Blatter weg – und jetzt?
Die große Frage in der Sache Josef Blatter war ja schon lange nicht mehr, wie selbstherrlich und korrupt der Schweizer sein Fußballreich Fifa führt. Die Frage war, auf welchem Weg ließe sich der Patron vom Sockel stoßen, ohne dass er dabei körperlich Schaden nimmt. US-Strafverfolger hatten es versucht. Weil Blatter die Schweiz aber nur noch auf sicheren Wegen verließ, war er für die Amerikaner nicht zu fassen. Danach haben Schweizer Staatsanwälte am Blatter-Thron gerüttelt, zuletzt die großen Fifa-Sponsoren seinen Rückzug gefordert. Der 79-Jährige hat alle und alles abgeschüttelt.
Dass Blatter nun durch die hausinterne, bislang eher als zahnlos geltende Ethik-Kommission auf Eis gelegt wurde, nährt die Hoffnung, dass im Fußball-Weltverband doch noch eine Reinigung von innen stattfinden könnte. Dass die Moralwächter auch gleich noch Michel Platini, den aussichtsreichsten Kandidaten für die Nachfolge, kaltgestellt haben, muss jeder begrüßen, der das korrupte System der Fifa satt hat. Mag Platini das Amt auch weiter anstreben – er ist aus dem Rennen.
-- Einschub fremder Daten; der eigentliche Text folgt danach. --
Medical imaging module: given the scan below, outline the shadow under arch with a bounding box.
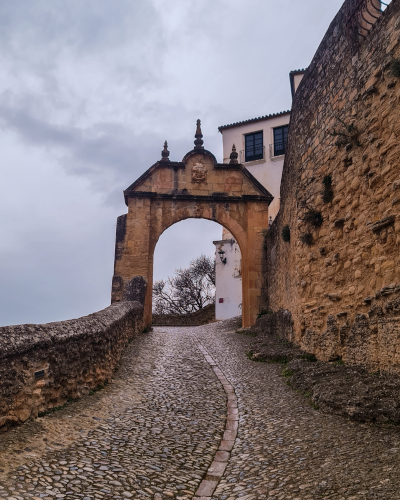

Paradox ist die Geschichte dennoch. Schließlich war die Fifa in den 17 Jahren Blatter-Herrschaft ein geschlossener Kreislauf, in dem Geld, Macht und Einfluss auf abstoßende Art verknüpft waren. Blatter hat den Weltverband zu einem Milliardenunternehmen entwickelt, Patronage und Kungelei zum eigenen Machterhalt befördert, zumindest toleriert. Der smarte Walliser zog die Fäden, gestützt von einem System, in dem die Stimme des sechs Millionen Mitglieder starken Deutschen Fußball-Bundes genauso viel zählt wie die von Burkina Faso. Nur dass die Afrikaner schon für kleines Geld zu kaufen waren.
Es ist gute Fifa-Tradition, Milliardenprojekte wie Weltmeisterschaften durch Geldkuverts, die unter Hoteltüren geschoben wurden, zu vergeben. Den Zuschlag erhält dann nicht der geeignetste Bewerber, sondern der mit dem dicksten Kuvert – mag die WM dafür in sommerheißer Wüste spielen. Die Weltmeisterschaft 2022 in Katar ist bis heute der Gipfel des Absurden – und Beleg für den Irrwitz, mit dem die Fifa den Weltfußball regiert.
Nun ist der Schweizer weg – und das nächste Problem da. Es fehlt ein glaubwürdiger Kandidat für die Nachfolge. Diejenigen, die es ins Amt drängt, sind zu schwach oder selbst belastet. DFB-Präsident Wolfgang Niersbach, der eine gute Wahl wäre, hat abgewunken.
Dass Übergangspräsident Issa Hayatou unter Korruptionsverdacht steht und nachrückt, weil er ältester Blatter-Vertreter ist, zeigt, wie gefangen die Fifa in ihren eigenen Ketten ist. Ein Ende der Blatter-Herrschaft verlangt nach erheblich mehr als nur einer Fifa ohne Blatter.